Foto y texto: Antonio Colmenar.
En varios puntos de la ciudad catalana de Tarragona se puede leer una inscripción en latín de Plinio el Viejo: “Tarraco Scipionum opus” (Tarraco fue obra de los Escipiones). Se refiere al momento fundacional de la ciudad en el año 218 a.C, cuando Roma desembarca en Hispania de la mano del general Cornelio Escipión para combatir a los cartaginenses de Ánibal en lo que se llamaron las guerras púnicas.
Esta ciudad llegó a tener la dignidad imperial cuando en los años 26-25 a.C fue lugar de residencia del emperador Augusto en sus batallas contra astures y leoneses. De aquel esplendor han quedado los restos arqueológicos más importantes de la Península junto a Mérida y Segovia.
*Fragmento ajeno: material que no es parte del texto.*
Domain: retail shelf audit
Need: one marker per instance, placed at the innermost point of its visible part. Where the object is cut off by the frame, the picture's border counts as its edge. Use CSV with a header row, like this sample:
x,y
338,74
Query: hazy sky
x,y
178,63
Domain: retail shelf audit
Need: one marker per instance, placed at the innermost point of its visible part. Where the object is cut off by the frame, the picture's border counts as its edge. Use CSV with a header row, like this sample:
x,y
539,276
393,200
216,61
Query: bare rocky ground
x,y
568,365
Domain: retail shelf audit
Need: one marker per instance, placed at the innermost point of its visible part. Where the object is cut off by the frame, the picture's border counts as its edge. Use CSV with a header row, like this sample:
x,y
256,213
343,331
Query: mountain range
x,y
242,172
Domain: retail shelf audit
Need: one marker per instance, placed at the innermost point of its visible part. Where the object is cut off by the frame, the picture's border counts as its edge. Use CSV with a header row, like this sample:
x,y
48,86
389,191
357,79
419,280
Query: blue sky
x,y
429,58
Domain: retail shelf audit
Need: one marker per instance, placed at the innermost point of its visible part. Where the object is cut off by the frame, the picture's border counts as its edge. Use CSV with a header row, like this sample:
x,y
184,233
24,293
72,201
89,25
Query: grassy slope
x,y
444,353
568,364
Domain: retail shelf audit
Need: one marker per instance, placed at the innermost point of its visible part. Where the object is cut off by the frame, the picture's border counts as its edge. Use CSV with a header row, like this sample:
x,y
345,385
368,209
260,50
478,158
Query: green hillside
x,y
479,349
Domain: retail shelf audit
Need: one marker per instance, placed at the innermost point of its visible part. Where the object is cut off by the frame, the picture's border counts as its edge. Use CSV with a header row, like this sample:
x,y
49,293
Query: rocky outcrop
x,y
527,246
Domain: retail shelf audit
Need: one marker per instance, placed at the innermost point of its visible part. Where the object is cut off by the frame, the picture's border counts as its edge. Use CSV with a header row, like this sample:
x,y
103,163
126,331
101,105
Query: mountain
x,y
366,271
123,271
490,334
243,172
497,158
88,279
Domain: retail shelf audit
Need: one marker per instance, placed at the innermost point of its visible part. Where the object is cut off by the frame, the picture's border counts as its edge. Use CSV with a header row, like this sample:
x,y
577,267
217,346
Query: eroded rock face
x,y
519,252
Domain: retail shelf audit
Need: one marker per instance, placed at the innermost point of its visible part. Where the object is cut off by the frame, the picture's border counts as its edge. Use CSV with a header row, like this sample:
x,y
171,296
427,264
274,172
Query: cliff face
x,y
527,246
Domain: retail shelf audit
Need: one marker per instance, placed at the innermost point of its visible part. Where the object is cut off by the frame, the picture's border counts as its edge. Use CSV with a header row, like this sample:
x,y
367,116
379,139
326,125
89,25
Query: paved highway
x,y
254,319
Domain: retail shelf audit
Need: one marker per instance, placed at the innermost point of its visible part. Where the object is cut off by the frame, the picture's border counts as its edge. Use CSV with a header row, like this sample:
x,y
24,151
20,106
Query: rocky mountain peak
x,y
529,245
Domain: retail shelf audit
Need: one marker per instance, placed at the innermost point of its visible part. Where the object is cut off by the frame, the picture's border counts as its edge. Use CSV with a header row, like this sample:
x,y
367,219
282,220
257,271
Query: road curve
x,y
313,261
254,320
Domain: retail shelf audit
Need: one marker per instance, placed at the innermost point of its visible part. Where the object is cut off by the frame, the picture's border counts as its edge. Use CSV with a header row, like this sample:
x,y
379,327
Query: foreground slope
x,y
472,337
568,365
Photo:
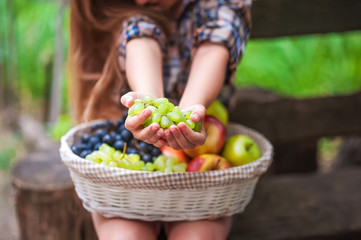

Aparte de su excepcional muralla (de 3,5 kilómetros de piedra), Tarraco recibió un fuerte impulso urbanístico, cuya principal muestra son el teatro y el foro ubicados a los pies del mar. Durante el siglo II d.C la ciudad llegó a su máximo esplendor al convertirse en la capital de la Hispania Citerior. Gracias a ello se debe la construcción del último de sus grandes edificios de entretenimiento: el anfiteatro.
El Museo Arqueológico Nacional, ubicado en la actual Tarragona, da fe de este pasado romano. Entre sus estancias se puede conocer cómo era la vida por aquel entonces e, incluso, adentrarse en el proceso de elaboración de los bellos mosaicos.